If my son makes transactions I didn't authorize, I think there is fraud. I didn't give him my card. I told him he could have x amount. If he exceeds that, it may not be an "unauthorized transaction" per Reg E, but the reg states it's because he has my card and does more than I authorized. I can draw distinct differences with the e-retention devices.


So you want me to call my bank & say "I gave my son my card info & told him he could spend $20 on his iTunes/X-box purchases. But that's it." And you want me to do that every time. Really? And you want evetpry customer to do this. You'd np better hire more phone receptionist.

Very interesting discussion.

David, in the scenarios you have suggested, IMO the most important distinction is the granting of authority to use the card. The commentary in 1005.2(m)2 calls for both the furnishing of the access device and the granting of authority to use it.

In the waiter and phone order analogies, while your access device was furnished to someone else, you never gave authority for their use. Handing the card to the waiter is effectively no different than walking to the back with him to swipe the card yourself (other than providing a good opportunity to skim). You have never given him authority to use the card, you are simply using him as a means of swiping it for your use. Any subsequent use would clearly be unauthorized.

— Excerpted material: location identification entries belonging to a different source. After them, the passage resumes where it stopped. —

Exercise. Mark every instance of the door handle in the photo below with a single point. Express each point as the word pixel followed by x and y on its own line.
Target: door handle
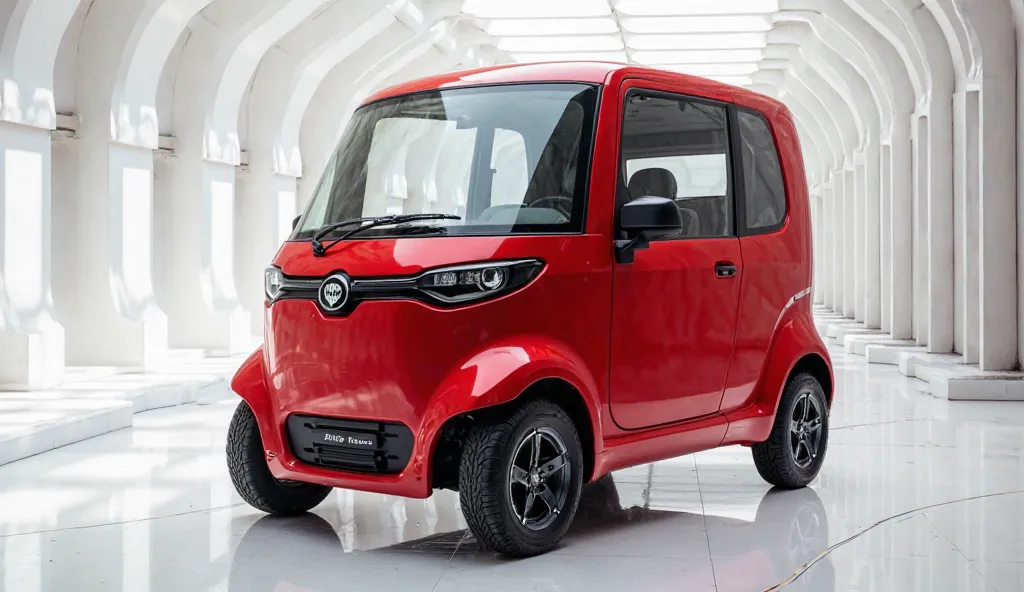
pixel 725 269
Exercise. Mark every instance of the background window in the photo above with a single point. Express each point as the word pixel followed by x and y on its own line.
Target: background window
pixel 677 149
pixel 765 191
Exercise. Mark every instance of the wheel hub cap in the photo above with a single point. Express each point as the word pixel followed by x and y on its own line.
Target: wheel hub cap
pixel 805 431
pixel 539 478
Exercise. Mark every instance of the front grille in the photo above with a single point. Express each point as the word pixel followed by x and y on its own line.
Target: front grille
pixel 367 447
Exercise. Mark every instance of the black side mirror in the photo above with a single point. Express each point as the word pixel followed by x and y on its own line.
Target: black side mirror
pixel 643 219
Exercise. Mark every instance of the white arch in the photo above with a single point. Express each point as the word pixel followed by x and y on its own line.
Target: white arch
pixel 30 337
pixel 221 137
pixel 134 102
pixel 861 101
pixel 31 39
pixel 324 114
pixel 290 70
pixel 111 290
pixel 353 33
pixel 797 40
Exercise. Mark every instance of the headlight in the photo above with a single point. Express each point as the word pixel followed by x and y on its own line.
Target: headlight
pixel 273 280
pixel 477 282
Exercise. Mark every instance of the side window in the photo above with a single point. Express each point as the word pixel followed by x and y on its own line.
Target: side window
pixel 765 191
pixel 677 148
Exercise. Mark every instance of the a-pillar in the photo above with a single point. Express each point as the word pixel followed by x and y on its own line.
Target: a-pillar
pixel 839 238
pixel 940 285
pixel 32 341
pixel 967 153
pixel 901 231
pixel 828 238
pixel 108 303
pixel 195 205
pixel 314 128
pixel 858 237
pixel 885 237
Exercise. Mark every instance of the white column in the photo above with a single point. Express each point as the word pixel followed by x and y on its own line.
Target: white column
pixel 196 203
pixel 885 237
pixel 849 241
pixel 872 265
pixel 32 341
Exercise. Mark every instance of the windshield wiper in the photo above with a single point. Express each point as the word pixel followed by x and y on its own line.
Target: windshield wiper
pixel 320 249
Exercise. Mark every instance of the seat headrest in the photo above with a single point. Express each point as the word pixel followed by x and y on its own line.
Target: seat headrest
pixel 652 182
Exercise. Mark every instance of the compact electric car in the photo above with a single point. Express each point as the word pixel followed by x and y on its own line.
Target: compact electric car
pixel 513 281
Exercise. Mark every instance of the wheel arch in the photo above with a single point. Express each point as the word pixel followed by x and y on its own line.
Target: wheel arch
pixel 816 366
pixel 552 388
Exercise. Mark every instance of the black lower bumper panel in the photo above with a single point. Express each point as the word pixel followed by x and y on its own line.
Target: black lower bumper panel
pixel 350 445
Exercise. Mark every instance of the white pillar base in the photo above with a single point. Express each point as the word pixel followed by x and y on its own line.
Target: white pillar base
pixel 32 361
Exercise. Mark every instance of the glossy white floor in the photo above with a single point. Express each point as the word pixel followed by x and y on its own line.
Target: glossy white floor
pixel 151 509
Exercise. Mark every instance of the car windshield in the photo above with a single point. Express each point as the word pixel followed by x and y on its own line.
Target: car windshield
pixel 507 159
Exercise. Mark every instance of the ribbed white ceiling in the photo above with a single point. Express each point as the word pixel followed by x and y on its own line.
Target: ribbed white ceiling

I agree wholeheartedly that Reg E is behind on this. I also agree that many cardholders are likely naive to the thought of opening up their liability in this way, and that should be considered when making decisions on each individual case.

In my mind, I have trouble separating this from an instance where I give my card and PIN to someone to take out $20.00 at the ATM and that person takes $200.00. Or, one better... while running my errand, this person then also goes to Best Buy and uses my Card and PIN to buy an X-Box. I only authorized $20.00...

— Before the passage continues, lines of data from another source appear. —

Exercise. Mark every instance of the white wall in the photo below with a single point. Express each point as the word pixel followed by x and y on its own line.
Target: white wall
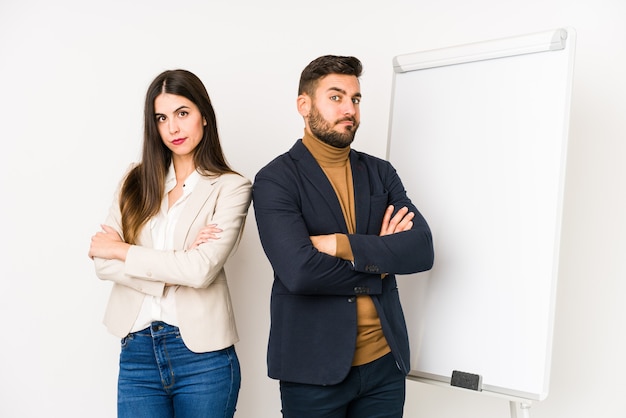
pixel 73 78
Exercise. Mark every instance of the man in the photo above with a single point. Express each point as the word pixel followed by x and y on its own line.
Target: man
pixel 336 225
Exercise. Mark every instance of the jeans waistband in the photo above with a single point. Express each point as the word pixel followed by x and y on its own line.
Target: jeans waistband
pixel 157 328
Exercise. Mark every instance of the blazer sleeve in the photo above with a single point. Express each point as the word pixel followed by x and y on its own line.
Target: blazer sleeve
pixel 401 253
pixel 113 270
pixel 198 268
pixel 283 215
pixel 148 267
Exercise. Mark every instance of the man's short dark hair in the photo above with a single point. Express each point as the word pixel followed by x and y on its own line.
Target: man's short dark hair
pixel 325 65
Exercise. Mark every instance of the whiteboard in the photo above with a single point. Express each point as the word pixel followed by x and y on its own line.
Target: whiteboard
pixel 478 134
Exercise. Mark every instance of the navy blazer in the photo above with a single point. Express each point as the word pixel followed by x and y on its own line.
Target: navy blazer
pixel 313 310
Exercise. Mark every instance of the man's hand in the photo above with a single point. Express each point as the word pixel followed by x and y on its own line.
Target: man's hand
pixel 326 244
pixel 402 221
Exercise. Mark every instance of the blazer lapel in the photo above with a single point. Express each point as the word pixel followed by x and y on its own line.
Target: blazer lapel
pixel 197 199
pixel 311 171
pixel 360 180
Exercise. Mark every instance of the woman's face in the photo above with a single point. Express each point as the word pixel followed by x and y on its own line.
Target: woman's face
pixel 179 122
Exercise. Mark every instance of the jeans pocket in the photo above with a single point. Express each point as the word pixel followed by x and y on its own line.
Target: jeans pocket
pixel 125 341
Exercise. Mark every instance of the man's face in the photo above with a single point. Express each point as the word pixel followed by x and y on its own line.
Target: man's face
pixel 334 115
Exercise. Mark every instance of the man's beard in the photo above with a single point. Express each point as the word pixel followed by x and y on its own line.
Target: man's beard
pixel 322 130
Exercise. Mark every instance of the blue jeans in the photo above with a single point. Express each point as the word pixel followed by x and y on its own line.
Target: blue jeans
pixel 161 378
pixel 373 390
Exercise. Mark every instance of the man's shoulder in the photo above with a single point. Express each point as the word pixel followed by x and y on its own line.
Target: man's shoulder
pixel 284 159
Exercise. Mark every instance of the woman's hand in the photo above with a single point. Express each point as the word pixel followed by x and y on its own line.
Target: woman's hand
pixel 209 232
pixel 108 244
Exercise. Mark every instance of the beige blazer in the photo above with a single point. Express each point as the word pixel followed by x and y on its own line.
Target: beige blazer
pixel 203 304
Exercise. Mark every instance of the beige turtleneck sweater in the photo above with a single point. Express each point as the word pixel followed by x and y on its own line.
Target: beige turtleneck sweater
pixel 335 162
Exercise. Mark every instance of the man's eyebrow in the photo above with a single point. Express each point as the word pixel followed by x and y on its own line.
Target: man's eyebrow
pixel 342 91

I guess it goes back to what the "access device" is... Is it the physical card, or card number + cvv2 + expiration? What if the parent never handed the card over to the child when the xbox billing info was set up, and all the parent did did was read off the numbers? In that case, the physical access device never left the parent's hands.

Hopefully someday soon, someone involved in regulatory interpretation has this conversation. It's probably going to be a while before the X-Box generation is in a position to make those interpretations.

That's exactly the scenario I had in my head. Add to that, the ignorance of the parent that didn't understand the card # was stored on the system and the "fraud" of the child who later uses the stored information to purchase beyond what the parent "authorized".

These are all interesting and I don't think Reg E properly addresses it. My concern is the push toward consumer protection and I think the arguments being made that indicate the consumer is not allowed compensation are crumbling. Not that I disagree with any of the arguments.

I appreciate this discussion too. It's nice to flesh out these things. I do feel that if we are going to call the transactions unauthorized or fraudulent and use the regulation to furnish protection to the consumer, then it's hard to make an argument against following the letter of the regulation regarding the consumer's responsibilities. However, that's not to say when you exit the hypothetical realm and into specific scenarios the FI wouldn't act in a way that's beyond the protections of the regulation in the favor of the consumer. Especially considering, as was already stated, the consumer protection environment in which we currently function.

It is the parents entering the card info to the device (x-box, child's cell) to allow the child to purchase games. They have not set up security features to force re-entering of card info for each purchase. Instead, they are saying they told their child they could not buy any more games and therefor they are claiming it is unauthorized.

We can argue not setting up security features is negligence, but Reg E states neligence on behalf of the consumer cannot increase their liability.